Le faible niveau de financement des différents contrats de plan État-Région (CPER) n’a permis que 10 kilomètres d’aménagement routier en vingt ans. Dans la foulée de la privatisation des autoroutes décidée en 2006 par le gouvernement Villepin, Dominique Perben, alors ministre des Transports, valide le choix de la concession en 2007, pour accélérer les choses. Aucune étude sérieuse n’est menée pour évaluer les coûts et l’impact environnemental d’autres solutions alternatives.

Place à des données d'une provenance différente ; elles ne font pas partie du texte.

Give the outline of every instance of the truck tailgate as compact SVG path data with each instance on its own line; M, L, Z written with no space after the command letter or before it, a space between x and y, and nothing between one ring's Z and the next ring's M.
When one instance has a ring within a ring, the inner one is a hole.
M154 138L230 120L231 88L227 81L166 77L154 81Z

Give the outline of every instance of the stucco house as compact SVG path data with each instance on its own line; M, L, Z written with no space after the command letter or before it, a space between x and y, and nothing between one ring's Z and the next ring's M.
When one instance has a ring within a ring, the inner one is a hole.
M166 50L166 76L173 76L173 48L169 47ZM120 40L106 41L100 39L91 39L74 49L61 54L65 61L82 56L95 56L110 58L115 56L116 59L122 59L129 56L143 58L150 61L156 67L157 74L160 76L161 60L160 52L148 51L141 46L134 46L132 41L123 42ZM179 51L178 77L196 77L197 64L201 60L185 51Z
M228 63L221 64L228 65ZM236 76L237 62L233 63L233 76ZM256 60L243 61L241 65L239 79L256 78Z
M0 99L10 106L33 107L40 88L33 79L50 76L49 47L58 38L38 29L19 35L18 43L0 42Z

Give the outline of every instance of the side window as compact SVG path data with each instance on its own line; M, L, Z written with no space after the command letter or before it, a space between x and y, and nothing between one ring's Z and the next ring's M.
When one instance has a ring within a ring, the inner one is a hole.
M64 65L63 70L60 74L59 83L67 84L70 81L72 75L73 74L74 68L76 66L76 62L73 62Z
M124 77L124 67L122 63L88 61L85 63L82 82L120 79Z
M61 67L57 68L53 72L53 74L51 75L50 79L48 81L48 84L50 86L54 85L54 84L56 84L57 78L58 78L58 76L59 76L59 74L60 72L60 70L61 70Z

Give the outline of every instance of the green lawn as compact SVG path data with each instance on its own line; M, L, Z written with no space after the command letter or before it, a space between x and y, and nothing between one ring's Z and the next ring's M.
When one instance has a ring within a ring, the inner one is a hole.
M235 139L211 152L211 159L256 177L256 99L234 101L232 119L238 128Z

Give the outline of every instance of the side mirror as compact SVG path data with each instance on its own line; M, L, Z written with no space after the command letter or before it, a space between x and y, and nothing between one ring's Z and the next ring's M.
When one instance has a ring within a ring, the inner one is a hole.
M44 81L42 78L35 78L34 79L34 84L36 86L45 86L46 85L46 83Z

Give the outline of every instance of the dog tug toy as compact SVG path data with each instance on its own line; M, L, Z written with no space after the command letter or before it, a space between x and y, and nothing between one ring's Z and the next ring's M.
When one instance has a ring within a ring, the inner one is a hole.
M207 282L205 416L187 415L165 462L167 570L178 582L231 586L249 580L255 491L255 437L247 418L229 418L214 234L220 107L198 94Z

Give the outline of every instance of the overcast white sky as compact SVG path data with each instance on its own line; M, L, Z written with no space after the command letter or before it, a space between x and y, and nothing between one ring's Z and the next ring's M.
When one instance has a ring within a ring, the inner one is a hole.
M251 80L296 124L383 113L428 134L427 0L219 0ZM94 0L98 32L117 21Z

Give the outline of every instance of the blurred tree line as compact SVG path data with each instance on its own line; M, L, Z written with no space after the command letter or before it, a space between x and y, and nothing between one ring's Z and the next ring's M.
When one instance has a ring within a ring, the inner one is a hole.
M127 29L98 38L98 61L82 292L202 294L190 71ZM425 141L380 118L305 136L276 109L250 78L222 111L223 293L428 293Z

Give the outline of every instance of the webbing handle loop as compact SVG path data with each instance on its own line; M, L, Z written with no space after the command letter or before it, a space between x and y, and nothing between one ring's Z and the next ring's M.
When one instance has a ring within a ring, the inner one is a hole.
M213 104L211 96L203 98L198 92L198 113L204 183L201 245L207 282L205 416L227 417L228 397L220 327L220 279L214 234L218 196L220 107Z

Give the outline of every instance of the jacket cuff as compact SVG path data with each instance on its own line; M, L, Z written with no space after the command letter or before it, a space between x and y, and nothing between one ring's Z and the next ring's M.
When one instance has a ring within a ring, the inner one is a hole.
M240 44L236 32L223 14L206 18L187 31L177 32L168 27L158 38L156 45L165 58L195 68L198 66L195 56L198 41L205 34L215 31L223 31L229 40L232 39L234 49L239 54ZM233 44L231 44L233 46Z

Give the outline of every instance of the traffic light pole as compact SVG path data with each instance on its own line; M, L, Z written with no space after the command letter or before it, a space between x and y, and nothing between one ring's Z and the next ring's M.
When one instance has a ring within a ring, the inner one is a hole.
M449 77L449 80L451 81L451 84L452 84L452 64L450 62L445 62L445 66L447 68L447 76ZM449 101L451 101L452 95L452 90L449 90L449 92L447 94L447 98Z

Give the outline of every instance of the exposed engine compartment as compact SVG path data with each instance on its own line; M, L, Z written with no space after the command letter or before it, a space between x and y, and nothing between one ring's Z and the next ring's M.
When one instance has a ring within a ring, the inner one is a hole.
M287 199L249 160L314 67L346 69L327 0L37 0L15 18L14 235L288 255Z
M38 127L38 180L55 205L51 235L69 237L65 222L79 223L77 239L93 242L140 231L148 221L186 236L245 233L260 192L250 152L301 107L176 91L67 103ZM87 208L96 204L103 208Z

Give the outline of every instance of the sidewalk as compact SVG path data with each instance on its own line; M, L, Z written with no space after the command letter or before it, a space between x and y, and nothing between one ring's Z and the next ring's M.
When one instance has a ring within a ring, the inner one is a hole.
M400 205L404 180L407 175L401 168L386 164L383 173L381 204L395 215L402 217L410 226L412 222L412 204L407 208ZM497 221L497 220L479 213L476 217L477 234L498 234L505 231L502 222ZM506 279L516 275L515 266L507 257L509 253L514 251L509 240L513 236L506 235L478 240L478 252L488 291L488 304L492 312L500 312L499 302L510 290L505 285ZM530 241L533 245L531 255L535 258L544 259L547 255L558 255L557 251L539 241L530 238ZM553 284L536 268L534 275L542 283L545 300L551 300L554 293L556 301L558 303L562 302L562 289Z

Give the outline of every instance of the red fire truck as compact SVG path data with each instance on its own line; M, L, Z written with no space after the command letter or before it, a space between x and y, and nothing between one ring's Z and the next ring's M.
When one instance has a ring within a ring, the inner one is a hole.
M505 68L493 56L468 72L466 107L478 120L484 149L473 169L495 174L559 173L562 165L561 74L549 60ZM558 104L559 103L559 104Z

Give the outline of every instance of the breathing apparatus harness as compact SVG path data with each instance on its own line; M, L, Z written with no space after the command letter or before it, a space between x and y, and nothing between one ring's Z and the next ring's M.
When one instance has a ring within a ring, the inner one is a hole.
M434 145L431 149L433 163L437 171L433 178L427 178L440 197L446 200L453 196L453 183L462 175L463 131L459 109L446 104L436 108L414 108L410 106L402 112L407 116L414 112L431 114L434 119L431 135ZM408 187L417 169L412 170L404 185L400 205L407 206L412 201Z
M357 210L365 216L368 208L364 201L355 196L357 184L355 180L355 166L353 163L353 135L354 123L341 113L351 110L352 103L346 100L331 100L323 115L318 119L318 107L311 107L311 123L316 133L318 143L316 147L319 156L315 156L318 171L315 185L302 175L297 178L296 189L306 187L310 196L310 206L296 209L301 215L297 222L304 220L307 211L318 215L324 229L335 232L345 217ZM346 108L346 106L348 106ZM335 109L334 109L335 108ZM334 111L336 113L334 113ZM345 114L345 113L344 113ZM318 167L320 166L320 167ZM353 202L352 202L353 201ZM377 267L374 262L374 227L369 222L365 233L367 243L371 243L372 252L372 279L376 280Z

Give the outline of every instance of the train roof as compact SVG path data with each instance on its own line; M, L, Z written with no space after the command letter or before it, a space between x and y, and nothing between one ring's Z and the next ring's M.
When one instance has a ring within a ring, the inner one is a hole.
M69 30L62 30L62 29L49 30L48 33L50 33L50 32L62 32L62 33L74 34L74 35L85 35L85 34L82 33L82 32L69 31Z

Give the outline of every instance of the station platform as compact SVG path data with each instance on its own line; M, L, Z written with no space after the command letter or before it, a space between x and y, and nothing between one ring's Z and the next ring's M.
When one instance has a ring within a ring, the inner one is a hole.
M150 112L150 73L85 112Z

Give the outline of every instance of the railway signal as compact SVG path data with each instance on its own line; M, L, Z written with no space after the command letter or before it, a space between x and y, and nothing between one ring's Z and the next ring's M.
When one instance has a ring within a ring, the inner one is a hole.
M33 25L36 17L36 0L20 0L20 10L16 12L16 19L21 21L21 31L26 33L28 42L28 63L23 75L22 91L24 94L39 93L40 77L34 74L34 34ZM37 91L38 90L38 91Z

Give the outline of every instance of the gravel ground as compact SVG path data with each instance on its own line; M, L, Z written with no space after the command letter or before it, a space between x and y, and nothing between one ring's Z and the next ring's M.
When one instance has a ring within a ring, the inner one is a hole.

Le lobbying du groupe pharmaceutique Pierre-Fabre, gros employeur du sud du Tarn, auprès de Chirac et des élu·es de tous bords, a été constant. Il n’a jamais fait mystère de son activisme en faveur du projet. Le DG des laboratoires Pierre-Fabre, Éric Ducournau (ancien collaborateur de Dominique Perben) a récemment révélé l’investissement du groupe dans la société Tarn Sud Développement, actionnaire du concessionnaire de l’A69 Atosca. Le maire de Castres propose même de nommer l’A69 « autoroute Pierre-Fabre ».
La macronie triomphante va trancher : Nicolas Hulot signe la déclaration d’utilité publique en 2018 ; Élisabeth Borne lance la procédure de mise en concession de l’autoroute ; Jean Castex, Premier ministre, dévoile le nom du concessionnaire en septembre 2021.
Le groupe français du BTP NGE remporte l’appel d’offres et crée l’entité Atosca, avec ses sociétés partenaires (exploitant de péage Ascendi, fonds Quaero Capital et TIIC). L’investissement est estimé à 389 millions d’euros, la part de financement public direct limité à 23 millions d’euros. En échange, le futur exploitant de l’autoroute obtient une concession d’une durée affolante de 55 ans.
Ce que l’on présente aujourd’hui comme un choix inéluctable est le résultat de choix politiques de privatisation et de désengagement des pouvoirs publics. Le choix d’une autoroute concédée à une société privée plutôt qu’un réaménagement public de la RN126 en est l’illustration.
Le paradoxe est que ce projet d’infrastructure routière intervient alors qu’aucun projet de territoire, aucun document local de planification ne l’intègre. Le promoteur et les défenseurs de l’A69 en ont senti l’urgence et lancé un comité de développement territorial (Codev) en novembre 2022, trois mois avant le début du chantier.
Un projet socialement injuste dont l’intérêt public est négligeable
L’argument principal des soutiens de l’A69 est le gain de temps sur le trajet Castres-Toulouse, déclencheur magique du désenclavement. Au fil des jours, ce gain diminue : on parle de quinze minutes tandis qu’on l’évaluait, en 2002, à trente-cinq minutes. Ce gain de temps a donc été manifestement surévalué, faussant l’analyse économique en raison du poids très important qu’on choisit de donner à ce facteur. Sans oublier la probable réduction de vitesse à 110 km/h sur les autoroutes.
Devant la commission d’enquête parlementaire, Julien Milanesi, spécialiste des politiques publiques et de l’environnement, s’interroge : comment un gain de temps aussi réduit peut-il générer de si grands espoirs ? Quelles activités seront structurées par ces quelques minutes gagnées ?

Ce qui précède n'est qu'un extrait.